Opposed to Prose

In the early months of the new year, half of the freshman English classes dive headfirst into the world of poetry. Poems are read, analyzed, orated, written, and displayed in a series of exercises and competitions. The nature of the medium ensures that every voiceless teenager is given a chance to speak. It’s a learning experience for everyone. For example, this January I learned that I hate poetry.

Because poetry is art in the same way that a blank white canvas is art. Subjectively, that is, and even then only in the laziest sense of the word. A lot of those voiceless teenagers would do well to remain that way. That isn’t to say that poetry can’t be beautiful, but its lack of an encompassing definition means that anyone can write anything and pass it off as poetry, and that doing so is mandatory, at least in ninth grade,  makes everything a thousand times worse.
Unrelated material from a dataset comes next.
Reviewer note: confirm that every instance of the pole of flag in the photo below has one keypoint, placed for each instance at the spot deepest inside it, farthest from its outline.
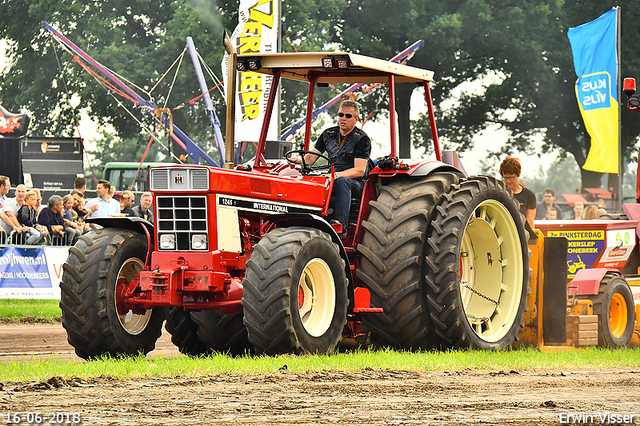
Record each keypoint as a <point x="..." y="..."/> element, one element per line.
<point x="621" y="167"/>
For instance, the handout that my class received to kick off our poetry unit listed several different forms of poetry: free verse, okay. Haiku. Sonnet. Limerick. And, bafflingly, prose poetry, a style which the handout all but explicitly stated is identical to — wait for it — prose. The Poetry Foundation elaborates on this form on its website, describing prose poetry as “[a] prose composition that, while not broken into verse lines, demonstrates other traits such as symbols, metaphors, and other figures of speech common to poetry.” I might have been swayed by this argument if I hadn’t spent literally every moment of every English class I’ve had analyzing traits like symbols and metaphors in prose. (And the previous sentence of this clearly prosaic essay contains hyperbole, also a figure of speech.)

What’s the difference? Maybe it’s something that I, certainly no connoisseur of higher art forms, am unable to understand. Maybe not. That’s not a problem in and of itself. My objection is that if prose is poetry and non-prose is poetry, any and all forms of writing can be called “poetry” — so that term loses all meaning.

So ignore prose poetry, you’re thinking, but prose poetry is only a symptom of a bigger problem. High school freshmen are understandably not the world’s best poets, and that’s okay. But claiming that poetry has no restrictions, especially without analyzing what makes a poem “good” or “bad,” can’t possibly make students better poets, and might in fact make them worse. This isn’t a jab at Tam’s teachers — technically, poetry doesn’t have restrictions, and so making generalizations about it isn’t an easy thing to do.

But if the pitfalls of poetry are most evident in the work of amateurs, they certainly aren’t limited to them. Take the poem “This is Just to Say,” by (renowned poet) William Carlos Williams.

I have eaten

the plums

that were in

the icebox

 

and which

you were probably

saving

for breakfast

 

Forgive me

they were delicious

so sweet

and so cold

 

Which is just to say: okay, and? William Carlos Williams (who if nothing else should be admired for his awesome name) was an excellent poet. But that “This is Just to Say” is one of his most famous works is bewildering. Imagine that Williams is in high school, decades away from becoming a published poet. If he turns in a poem about stealing plums from the icebox, no one’s going to hail him as a visionary. Oh, that William(s), they’ll say, chuckling. What a jokester. Which implies that maybe “This is Just to Say” is famous because its author is as well, and that if it as a poem has any merit, we only know to look for that merit once given outside information. But in a room full of freshmen, there isn’t any outside information, no one’s a published poet, and as a result their poems have to be taken at face value. And “face value” in this context is really, really bad.

The other thing is that of course poetry isn’t always bad, and of course every form of art contains an uncomfortable number of subpar works. But although there are students at Tam who are brilliant artists and writers and musicians, brilliant poets, if they do walk among us, number few and far between.

Maybe being forced to write poetry makes students worse at it. Maybe poetry’s lack of rules means that it inherently can’t be taught, regardless of the end results. Maybe I have no issues with the form itself, but recognize that I am personally an awful poet, and am trying to excuse that lack of skill by shifting the blame in this essay. Who knows? Prose, as with everything, is subjective.